The stories we tell ourselves

8 January 2017

When somebody asks me how I got to where I am, there are a few words I use generously: luck, serendipity and kind people. I want to give credit where it’s due, and acknowledge the people who helped me and supported me to get to where I am. If I’m honest, it also makes for a better story, too.

Part of me wants that tale I tell to be engaging and modest-sounding (I’m British! Boasting is Terrible). But that mythology I find myself trying to build up is probably harmful to others as well as myself.

Telling a story of finding a job in Berlin through luck, settling in here through the help of kind people, being in the right place at the right time through serendipity - that all gives a much easier impression of my career, of not trying too hard but finding my way. It’s charming, but not threatening. It’s also an incredibly gendered approach to talking about myself.

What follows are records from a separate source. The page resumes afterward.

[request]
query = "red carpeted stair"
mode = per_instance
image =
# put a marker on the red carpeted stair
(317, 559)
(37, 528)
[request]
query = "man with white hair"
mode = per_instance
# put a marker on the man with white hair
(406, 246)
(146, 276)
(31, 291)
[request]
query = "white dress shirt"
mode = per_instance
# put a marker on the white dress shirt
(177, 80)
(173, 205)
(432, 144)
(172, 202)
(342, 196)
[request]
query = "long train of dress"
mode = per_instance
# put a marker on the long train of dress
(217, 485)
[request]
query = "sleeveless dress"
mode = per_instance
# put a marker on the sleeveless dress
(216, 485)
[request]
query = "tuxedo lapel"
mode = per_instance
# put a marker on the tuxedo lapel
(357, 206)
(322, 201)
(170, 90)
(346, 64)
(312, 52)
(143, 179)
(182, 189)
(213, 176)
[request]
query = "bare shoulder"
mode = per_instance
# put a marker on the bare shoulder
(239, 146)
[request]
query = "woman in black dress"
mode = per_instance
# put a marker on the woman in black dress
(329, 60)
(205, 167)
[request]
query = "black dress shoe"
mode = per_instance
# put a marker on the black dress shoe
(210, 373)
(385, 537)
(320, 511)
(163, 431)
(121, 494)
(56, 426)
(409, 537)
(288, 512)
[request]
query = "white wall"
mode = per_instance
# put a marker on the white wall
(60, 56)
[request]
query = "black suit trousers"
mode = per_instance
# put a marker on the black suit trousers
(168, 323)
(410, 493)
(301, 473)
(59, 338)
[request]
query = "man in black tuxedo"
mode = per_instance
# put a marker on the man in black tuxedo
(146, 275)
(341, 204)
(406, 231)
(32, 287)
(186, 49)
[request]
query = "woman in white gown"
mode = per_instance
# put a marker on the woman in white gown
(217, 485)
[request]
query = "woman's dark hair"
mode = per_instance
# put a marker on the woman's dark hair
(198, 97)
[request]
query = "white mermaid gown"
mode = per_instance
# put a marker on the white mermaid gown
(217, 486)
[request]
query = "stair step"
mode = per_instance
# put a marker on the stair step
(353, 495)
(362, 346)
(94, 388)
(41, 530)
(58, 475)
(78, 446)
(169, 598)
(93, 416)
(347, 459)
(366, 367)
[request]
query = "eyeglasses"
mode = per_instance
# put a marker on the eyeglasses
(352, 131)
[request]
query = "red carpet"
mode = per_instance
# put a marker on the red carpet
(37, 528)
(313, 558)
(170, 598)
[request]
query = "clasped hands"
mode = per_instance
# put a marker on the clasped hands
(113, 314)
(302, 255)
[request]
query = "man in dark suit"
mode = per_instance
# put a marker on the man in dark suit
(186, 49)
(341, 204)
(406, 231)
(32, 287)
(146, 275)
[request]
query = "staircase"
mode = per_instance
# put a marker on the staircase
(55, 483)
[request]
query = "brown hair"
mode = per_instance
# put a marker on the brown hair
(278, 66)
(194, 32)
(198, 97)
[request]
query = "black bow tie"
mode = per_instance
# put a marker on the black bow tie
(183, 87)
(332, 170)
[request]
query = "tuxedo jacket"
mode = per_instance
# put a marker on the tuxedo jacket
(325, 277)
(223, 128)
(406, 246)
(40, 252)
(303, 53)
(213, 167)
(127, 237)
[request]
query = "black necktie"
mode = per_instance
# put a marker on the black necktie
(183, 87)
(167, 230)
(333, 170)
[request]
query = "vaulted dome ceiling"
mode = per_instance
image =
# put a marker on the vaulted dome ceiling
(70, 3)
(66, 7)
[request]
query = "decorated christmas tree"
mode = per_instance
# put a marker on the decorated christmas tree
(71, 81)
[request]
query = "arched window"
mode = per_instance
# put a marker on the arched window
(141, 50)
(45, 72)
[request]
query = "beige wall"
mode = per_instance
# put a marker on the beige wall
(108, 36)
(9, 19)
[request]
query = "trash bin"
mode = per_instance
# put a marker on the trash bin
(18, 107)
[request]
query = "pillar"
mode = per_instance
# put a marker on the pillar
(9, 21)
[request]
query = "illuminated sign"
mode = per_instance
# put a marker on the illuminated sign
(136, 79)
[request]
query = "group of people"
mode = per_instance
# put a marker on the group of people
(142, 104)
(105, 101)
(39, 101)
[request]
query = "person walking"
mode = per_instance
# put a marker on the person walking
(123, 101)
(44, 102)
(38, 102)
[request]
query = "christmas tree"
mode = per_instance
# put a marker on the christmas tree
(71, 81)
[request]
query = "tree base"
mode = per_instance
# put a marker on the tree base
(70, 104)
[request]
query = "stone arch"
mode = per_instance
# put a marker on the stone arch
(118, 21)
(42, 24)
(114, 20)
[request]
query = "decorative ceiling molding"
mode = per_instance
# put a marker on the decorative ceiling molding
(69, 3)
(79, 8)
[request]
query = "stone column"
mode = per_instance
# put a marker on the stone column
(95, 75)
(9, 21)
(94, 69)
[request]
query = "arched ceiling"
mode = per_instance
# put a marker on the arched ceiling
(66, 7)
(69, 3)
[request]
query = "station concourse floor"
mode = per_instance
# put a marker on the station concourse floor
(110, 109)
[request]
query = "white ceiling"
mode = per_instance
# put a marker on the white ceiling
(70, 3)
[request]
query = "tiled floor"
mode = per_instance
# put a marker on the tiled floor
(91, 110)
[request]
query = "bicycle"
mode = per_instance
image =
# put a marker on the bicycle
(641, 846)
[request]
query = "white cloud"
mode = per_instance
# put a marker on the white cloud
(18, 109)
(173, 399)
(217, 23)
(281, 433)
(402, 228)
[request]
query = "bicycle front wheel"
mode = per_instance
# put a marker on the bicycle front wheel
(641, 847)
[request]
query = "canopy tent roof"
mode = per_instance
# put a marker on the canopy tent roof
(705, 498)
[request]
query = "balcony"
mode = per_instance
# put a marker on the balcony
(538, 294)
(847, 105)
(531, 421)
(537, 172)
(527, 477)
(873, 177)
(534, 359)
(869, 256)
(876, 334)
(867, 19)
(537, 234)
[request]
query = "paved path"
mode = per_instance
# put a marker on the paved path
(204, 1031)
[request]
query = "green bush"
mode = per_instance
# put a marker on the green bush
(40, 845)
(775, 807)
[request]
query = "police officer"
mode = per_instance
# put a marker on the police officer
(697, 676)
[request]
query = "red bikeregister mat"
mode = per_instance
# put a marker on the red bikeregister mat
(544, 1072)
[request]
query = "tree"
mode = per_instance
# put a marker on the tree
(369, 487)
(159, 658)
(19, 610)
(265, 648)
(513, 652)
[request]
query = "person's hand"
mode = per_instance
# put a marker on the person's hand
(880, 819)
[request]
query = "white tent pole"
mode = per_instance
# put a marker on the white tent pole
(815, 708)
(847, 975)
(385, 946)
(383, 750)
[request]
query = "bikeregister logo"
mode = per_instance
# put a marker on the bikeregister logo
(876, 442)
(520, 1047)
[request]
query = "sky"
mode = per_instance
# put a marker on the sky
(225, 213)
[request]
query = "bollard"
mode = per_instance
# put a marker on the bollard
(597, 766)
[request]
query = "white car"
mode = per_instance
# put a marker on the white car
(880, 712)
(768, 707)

I realised this recently when a friend told me recently how she ended up with the job she’s in. It involved her reaching out to someone she didn’t know, but saw online was getting interested in a topic she had been working on. She offered to buy him coffee and chat about it, and a couple of weeks later, when he found out he had a grant to work more on that topic, he got in touch with her to see if she had some time free to work on the project.

I said: “Wow, that’s so lucky!”

She said: “Well, I put myself there.”

She’s right, and my comment totally missed the mark. She was rightfully owning the work she did to put herself in that position, rather than letting it be labelled as something she had no control over. She did have control over it, and she exercised that control.

So how else could my story be told?

A more accurate retelling of my own story could include years I’ve actively looked out for opportunities to write in outlets in my spare time, or given talks at events on topics I’m interested in to give me an opportunity to research those topics and a potential ‘in’ to working on them more in the future. I could mention prioritising getting better at writing by spending every Sunday evening for 2+ years, writing on this blog, giving myself time limits for posts, and writing goals.

I could talk about how I made an effort to get in touch with Data & Society as soon as I learned about them and their work once I realised it was a space I would one day love to be a part of, years before applying for the fellowship (admittedly, I didn’t expect that to come so soon!). I might mention that some of that serendipity I love to cite was in large part engineered on my part - tweeting, reading extensively, quoting people’s work and letting them know I follow them and admire what they’re doing, getting in touch proactively, building those relationships so I’m on their radar for when that ‘serendiptious’ occasion might arise.

That story is very different to the one I’ve been telling for years, but it’s what I’m going to try and do from now on.

It’s unrealistic and unfair to ignore all that work - to myself, and others. Citing luck and serendipity gives the impression that people in positions of influence will somehow magically find out about you and your interests and reach out to you - they (probably) won’t. It implies that if you’re doing this right, opportunities to work on things you want to be working on will just pop up out of the blue. They won’t (okay, unless you’re part of some exclusive Alumni association, cough Bullingdon Club)

It’s also doing myself an injustice to not acknowledge all the effort and thought that I put into making things happen. Though some other kind people did play a pivotal role in my career, so did I! Acknowledging that may well go a long way towards addressing that long-dreaded imposter syndrome I worry about.

That said, in reality, most of those efforts at ‘generating’ serendipity will probably lead to nothing. They also require time and effort, something many people don’t have going spare. I’m not sure how to address that clear inequality in this space… but until then, I want to be more fair to myself, and to others, about the stories I tell myself.